US 12,277,194 B2
Task prioritized experience replay algorithm for reinforcement learning
Varun Kompella, Kanata (CA); James MacGlashan, Riverside, RI (US); Peter Wurman, Acton, MA (US); and Peter Stone, Austin, TX (US)
Assigned to SONY GROUP CORPORATION, Tokyo (JP)
Filed by Sony Corporation, Tokyo (JP); and Sony Corporation of America, New York, NY (US)
Filed on Sep. 29, 2020, as Appl. No. 17/036,913.
Prior Publication US 2022/0101064 A1, Mar. 31, 2022
Int. Cl. G06N 7/00 (2023.01); G06F 18/21 (2023.01); G06F 18/214 (2023.01); G06N 20/00 (2019.01)

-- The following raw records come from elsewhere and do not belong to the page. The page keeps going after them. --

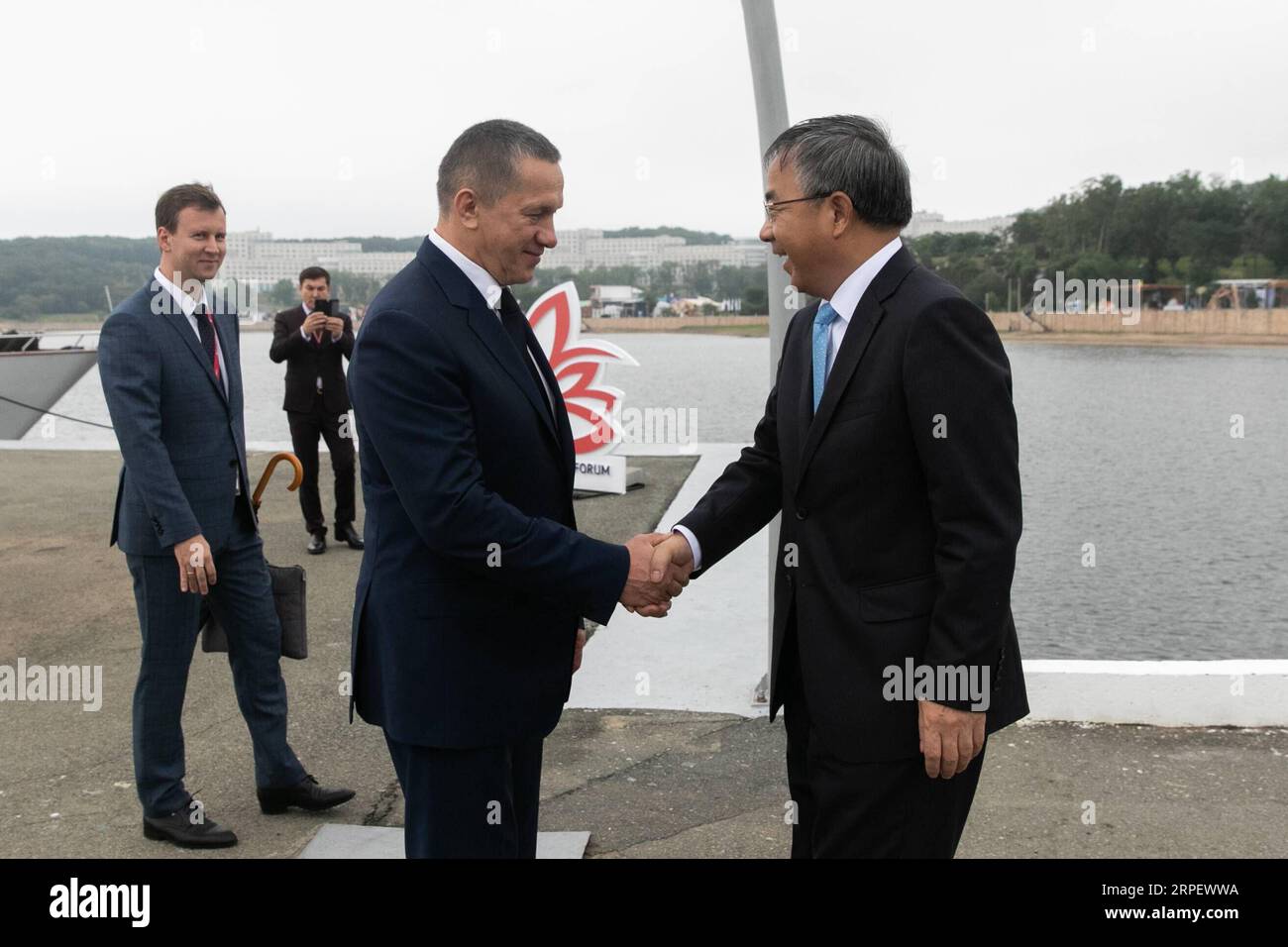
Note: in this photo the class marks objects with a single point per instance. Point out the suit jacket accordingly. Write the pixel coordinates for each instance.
(475, 578)
(896, 543)
(308, 360)
(180, 438)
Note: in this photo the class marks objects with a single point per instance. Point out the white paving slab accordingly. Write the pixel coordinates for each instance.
(382, 841)
(711, 651)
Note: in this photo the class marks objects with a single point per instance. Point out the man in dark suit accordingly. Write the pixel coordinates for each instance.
(889, 446)
(314, 343)
(467, 622)
(168, 361)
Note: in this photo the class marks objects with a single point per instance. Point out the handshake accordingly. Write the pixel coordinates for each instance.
(660, 570)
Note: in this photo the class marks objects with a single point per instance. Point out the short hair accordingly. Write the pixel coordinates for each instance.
(853, 155)
(485, 158)
(184, 196)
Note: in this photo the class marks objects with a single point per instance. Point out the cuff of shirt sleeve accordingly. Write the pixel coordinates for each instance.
(694, 544)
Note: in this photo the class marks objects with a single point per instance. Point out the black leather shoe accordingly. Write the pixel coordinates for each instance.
(178, 828)
(305, 795)
(347, 534)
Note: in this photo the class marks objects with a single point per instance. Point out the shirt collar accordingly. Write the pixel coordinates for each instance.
(846, 298)
(187, 303)
(488, 287)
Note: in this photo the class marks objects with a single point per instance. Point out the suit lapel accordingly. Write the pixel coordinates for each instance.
(175, 318)
(863, 324)
(566, 444)
(223, 331)
(487, 326)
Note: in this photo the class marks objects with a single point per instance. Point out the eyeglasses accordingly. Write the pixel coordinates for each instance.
(772, 206)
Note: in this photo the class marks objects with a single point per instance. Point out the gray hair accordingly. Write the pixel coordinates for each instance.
(853, 155)
(484, 158)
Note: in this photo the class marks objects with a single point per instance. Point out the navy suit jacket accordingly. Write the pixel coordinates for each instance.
(180, 438)
(901, 504)
(475, 578)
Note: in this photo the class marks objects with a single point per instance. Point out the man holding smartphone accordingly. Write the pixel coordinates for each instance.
(313, 339)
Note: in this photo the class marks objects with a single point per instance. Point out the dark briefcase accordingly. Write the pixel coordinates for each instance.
(288, 595)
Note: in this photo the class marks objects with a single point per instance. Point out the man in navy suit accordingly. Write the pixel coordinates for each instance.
(475, 582)
(889, 445)
(168, 363)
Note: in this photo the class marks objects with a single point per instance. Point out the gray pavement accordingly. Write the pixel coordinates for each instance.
(643, 784)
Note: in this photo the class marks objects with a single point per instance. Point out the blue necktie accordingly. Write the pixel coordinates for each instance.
(822, 334)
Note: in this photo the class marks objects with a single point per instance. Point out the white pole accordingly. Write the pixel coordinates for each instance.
(767, 81)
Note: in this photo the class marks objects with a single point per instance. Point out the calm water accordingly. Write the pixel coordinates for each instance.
(1127, 449)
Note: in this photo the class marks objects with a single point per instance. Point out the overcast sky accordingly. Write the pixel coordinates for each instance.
(325, 119)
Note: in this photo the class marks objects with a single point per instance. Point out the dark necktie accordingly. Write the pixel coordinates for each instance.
(206, 329)
(515, 326)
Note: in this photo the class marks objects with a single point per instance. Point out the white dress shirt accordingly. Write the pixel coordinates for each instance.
(488, 287)
(845, 302)
(189, 307)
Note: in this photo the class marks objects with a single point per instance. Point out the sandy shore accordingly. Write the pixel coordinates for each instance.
(1151, 339)
(644, 784)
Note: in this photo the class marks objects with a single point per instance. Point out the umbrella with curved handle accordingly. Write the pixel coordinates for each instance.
(268, 472)
(287, 581)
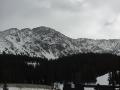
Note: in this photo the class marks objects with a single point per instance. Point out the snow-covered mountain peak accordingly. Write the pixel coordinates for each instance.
(48, 43)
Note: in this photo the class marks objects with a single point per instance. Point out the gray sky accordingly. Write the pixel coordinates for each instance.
(74, 18)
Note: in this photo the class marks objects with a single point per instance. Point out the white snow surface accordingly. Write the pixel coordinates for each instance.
(45, 42)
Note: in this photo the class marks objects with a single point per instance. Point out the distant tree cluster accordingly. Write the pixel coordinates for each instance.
(78, 68)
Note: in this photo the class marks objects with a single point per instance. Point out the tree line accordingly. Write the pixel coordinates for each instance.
(79, 68)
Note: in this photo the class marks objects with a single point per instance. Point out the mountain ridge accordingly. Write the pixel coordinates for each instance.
(48, 43)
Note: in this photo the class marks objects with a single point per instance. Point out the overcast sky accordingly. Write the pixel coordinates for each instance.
(74, 18)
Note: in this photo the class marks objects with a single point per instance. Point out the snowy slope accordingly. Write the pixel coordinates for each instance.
(47, 43)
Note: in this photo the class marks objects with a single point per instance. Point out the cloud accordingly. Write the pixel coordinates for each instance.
(74, 18)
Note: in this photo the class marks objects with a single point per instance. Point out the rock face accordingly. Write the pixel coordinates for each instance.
(47, 43)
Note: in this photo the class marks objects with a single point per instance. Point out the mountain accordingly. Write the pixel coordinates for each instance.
(48, 43)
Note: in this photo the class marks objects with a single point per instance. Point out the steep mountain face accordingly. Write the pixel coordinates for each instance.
(47, 43)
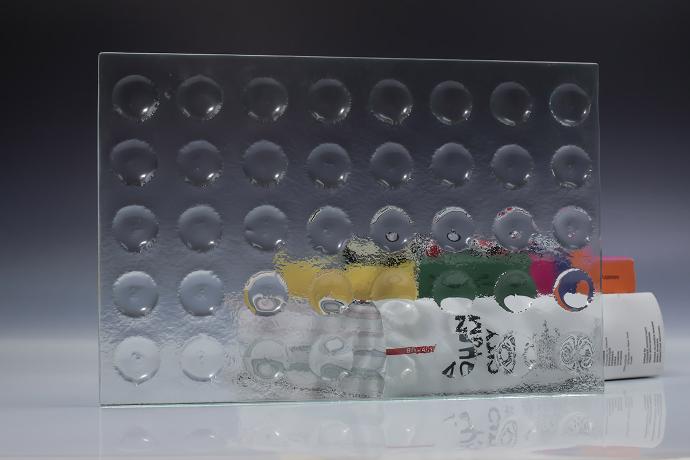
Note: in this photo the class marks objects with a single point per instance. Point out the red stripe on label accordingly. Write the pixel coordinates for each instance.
(411, 350)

CPC G06F 18/2178 (2023.01) [G06F 18/214 (2023.01); G06N 20/00 (2019.01)] 18 Claims
OG exemplary drawing
 
1. A method of training an agent in a control loop, comprising:
performing, by the agent, an action (at) sampled from a behavior policy (πb) for an observation (st), wherein the observation comprises information the agent receives, by any means, about an environment of the agent or the agent itself, wherein the information includes one or more of sensory information or signals received through sensory devices; compiled, abstract, or situational information compiled from a collection of the sensory devices combined with stored information; information about people or customers, or to characteristics of the people or the customers; information about internal parts of the agent; proprioceptive information; information regarding current or past actions of the agent; information about an internal state of the agent; information already computed or processed by the agent; and a termination value for each task of a plurality of tasks for which the agent is being trained;
storing a transition tuple in a main buffer of the agent, the transition tuple including {(st, at, rt, st+1)}, where rt is a reward vector for each task of the plurality of tasks for the agent in an environment and st+1 is a next environment state after action (at);
storing a priority value p(i), of the transition tuple with index i in the main buffer;
determining a probability, P(i) of sampling the transition tuple with the index i from the main buffer;
updating transiting priorities for each transition tuple stored in the main buffer;
sampling a minibatch of transition tuples to update the task networks based on the stored priority value p(i) thereof;
determining an action probability distribution parameter, πi(st), of updating task policies for the observation st; and
optimizing the task policies from the updated task networks with an off-policy algorithm, wherein:
data that is prioritized for one task is shared with one or more other tasks to transfer learning between multiple tasks.